Sea Cucumbers Can Puke Up Their Guts and Grow New Ones, and Scientists Are Figuring Out How

Though it may not look the part, this holothuroid -- or sea cucumber -- is a relatively close cousin of vertebrates, and a prized delicacy in Asian seafood markets. It also has the unique ability to discard its viscera and grow them back in a few weeks. Qiang Xu

Never threaten a sea cucumber—it may poop out its guts on you.

Sea cucumbers, members of the class Holothuroidea, are weird animals. They aren't related to cucumbers, which are plants. The spineless marine animals are echinoderms, like starfish and sea urchins. Unlike those animals though, which mostly have hardened calcium exoskeletons, sea cucumbers are soft and squishy. There are several species, which look like colorful, sometimes prickly, logs.

One particularly strange adaptation is their ability to eject their viscera when they feel threatened. Even more bizarre is that they can regrow their intestines within a couple of weeks.

New research aims to use genetics to understand how they are able to do this, and whether this can affect the future of regenerative medicine. However, the primary focus of the research is to better understand the animals that are bred for human consumption.

Scientists at the Institute of Oceanography and the Chinese Academy of Sciences have now sequenced most of the genome of one species of sea cucumber, Apostichopus japonicus. The study, published today in PLOS Biology, fills in some gaps in their storied past.

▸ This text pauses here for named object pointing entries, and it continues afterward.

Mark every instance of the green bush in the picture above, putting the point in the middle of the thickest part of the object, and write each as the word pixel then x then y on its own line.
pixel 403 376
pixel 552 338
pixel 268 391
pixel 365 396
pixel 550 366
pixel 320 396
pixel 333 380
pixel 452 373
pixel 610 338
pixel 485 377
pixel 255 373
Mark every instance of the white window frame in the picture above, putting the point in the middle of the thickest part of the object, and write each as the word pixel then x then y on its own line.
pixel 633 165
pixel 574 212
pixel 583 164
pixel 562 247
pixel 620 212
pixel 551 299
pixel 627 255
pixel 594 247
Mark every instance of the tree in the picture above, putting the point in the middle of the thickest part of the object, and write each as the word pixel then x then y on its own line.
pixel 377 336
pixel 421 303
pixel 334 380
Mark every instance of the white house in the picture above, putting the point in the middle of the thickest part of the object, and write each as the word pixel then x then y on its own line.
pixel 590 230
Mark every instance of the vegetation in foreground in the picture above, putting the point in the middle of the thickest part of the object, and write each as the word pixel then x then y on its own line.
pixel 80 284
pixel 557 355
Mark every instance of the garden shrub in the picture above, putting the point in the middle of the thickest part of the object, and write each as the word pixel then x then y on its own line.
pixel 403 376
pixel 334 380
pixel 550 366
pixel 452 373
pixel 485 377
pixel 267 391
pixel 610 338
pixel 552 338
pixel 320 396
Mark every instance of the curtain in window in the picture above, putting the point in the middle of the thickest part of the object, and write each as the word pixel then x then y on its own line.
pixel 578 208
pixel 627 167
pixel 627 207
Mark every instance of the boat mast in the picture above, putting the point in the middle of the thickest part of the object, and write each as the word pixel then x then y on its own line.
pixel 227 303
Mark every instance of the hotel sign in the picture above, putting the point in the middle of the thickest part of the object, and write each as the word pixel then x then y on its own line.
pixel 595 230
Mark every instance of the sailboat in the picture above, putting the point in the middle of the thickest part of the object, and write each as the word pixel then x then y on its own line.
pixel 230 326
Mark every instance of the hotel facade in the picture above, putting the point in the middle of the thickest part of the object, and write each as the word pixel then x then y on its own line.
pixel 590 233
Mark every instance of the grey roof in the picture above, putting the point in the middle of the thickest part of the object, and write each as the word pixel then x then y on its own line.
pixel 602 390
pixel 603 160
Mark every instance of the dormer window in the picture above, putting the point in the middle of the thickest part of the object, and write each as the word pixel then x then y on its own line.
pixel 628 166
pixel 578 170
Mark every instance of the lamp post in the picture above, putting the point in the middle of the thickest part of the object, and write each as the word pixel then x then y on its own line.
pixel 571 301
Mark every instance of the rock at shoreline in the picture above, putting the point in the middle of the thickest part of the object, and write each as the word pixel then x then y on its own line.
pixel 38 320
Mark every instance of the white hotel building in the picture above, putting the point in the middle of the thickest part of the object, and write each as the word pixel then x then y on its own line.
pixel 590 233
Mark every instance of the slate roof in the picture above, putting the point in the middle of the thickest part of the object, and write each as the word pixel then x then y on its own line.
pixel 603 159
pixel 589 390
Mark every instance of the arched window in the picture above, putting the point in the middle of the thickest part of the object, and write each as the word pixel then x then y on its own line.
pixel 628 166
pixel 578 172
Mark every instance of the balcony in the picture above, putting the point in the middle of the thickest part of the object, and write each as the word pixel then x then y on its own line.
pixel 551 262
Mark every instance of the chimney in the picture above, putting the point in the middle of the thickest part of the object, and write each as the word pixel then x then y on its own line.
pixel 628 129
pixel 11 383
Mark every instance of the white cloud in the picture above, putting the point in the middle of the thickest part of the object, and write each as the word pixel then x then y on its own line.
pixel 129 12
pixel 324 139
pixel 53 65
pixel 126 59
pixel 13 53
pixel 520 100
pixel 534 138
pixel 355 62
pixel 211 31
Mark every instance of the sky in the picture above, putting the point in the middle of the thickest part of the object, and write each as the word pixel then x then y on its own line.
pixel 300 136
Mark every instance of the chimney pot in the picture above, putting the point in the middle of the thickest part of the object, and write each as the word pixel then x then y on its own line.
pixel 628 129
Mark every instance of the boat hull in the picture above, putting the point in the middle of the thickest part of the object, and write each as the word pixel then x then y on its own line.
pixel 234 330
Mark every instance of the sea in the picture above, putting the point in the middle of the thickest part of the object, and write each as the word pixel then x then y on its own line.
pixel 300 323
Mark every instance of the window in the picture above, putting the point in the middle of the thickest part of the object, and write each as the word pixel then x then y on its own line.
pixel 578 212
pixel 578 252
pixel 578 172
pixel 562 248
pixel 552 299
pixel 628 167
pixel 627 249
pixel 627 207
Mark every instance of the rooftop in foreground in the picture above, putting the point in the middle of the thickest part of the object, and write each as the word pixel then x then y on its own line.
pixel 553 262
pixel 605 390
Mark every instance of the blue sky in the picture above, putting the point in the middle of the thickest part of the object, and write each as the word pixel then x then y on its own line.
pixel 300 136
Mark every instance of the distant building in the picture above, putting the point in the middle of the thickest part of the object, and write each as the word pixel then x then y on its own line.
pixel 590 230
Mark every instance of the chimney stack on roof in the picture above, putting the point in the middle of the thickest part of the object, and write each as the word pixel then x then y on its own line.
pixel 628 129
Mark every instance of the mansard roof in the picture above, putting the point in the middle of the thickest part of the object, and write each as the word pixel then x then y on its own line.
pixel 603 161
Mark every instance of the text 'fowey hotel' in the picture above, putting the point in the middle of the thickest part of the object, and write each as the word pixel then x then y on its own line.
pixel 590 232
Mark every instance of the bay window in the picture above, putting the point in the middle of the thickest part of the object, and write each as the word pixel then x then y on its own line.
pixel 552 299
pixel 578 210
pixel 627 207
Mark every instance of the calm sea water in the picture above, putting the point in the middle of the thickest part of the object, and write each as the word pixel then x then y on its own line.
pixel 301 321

Sea cucumbers, the analysis shows, must have evolutionarily split off from their cousins, the sea stars and urchins, about 479 million years ago. They have fewer genes for biomineralization, or creating bony structures, and those genes are less expressed than in other echinoderms. Animals may contain genes for a characteristic, but if it's not expressed, or expressed less, then they may not show that characteristic in their phenotype.

Furthermore, two sets of genes could account for their amazing regenerative abilities. One set of genes was duplicated in A. japonicus, but not in other echinoderms, suggesting that sea cucumbers owe some of their uniqueness to these genes. They were also highly expressed specifically in the regenerating intestines of the animals, meaning that they have an important function in that area. The other set of genes were also activated during regeneration.

The potential benefits of this research are two-fold. First, it can help us understand an animal that sells. A. japonicus , which is bred in commercial fisheries, is popular in markets for sale for its suspected medical benefits, and for sale as food. Chinese dishes sometimes include sea cucumbers, either dried, chopped, drizzled in sauce, or deep-fried.

Secondly, understanding the creature's ability to re-grow body parts, a super power reminiscent of Marvel's Wolverine, could shed light on regenerative medicine and ultimately help human healing.

The science is a long way from having practical medical implications, though, so don't go expelling your guts just yet.